Last week I had my first opportunity to go into the "field".  This meant visiting refugees at their homes, either because they cannot make it to the office (no money for the bus or no one to watch the children) or because we want to evaluate their living situation (size of home/room, number of people living at that location, access to clean water, bathroom facilities, etc.).  The whole experience was eye-opening, starting with the journey there.  Upon entering one of the refugee neighborhoods, the road became impassable by car.


The homes we visited in this particular area ranged from a tiny one-room tin shed that housed 6 people, to a two-room apartment in a seven + story apartment building.

Above - view heading towards a one-room dwelling, entrance through the opening at the end and then to the left.


Right - the "kitchen"



Below -  view from inside looking out.  Note the child's toy car in the bottom right (stick with wheel).

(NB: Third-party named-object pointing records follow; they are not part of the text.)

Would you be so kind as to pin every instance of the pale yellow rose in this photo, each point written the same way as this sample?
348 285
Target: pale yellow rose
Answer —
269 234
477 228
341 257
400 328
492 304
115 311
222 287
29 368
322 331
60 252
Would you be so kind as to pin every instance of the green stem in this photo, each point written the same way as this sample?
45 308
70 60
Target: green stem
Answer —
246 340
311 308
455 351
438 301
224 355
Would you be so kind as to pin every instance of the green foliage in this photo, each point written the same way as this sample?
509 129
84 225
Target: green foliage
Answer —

View of apartment buildings. 

This area of Nairobi is called Eastleigh and has a thriving economy.  The main street is filled with markets, shopping malls and businesses.  We had lunch at a local restaurant that sold cappuccinos for 30 cents! Eastleigh is predominantly Somali and is known as "Little Mogadishu".  Although a bustling commercial center, where many go to do their shopping, Eastleigh is lagging in infrastructure.  Many homes do not have indoor plumbing and the potholes in the streets can swallow cars.  As you can see  above and below, the streets are littered with  garbage, causing quite a stench in the neighborhood. And dust is everywhere - I can only imagine what it's like when it rains!

One block off the main street of Eastleigh.

Seems like a world away from downtown Nairobi!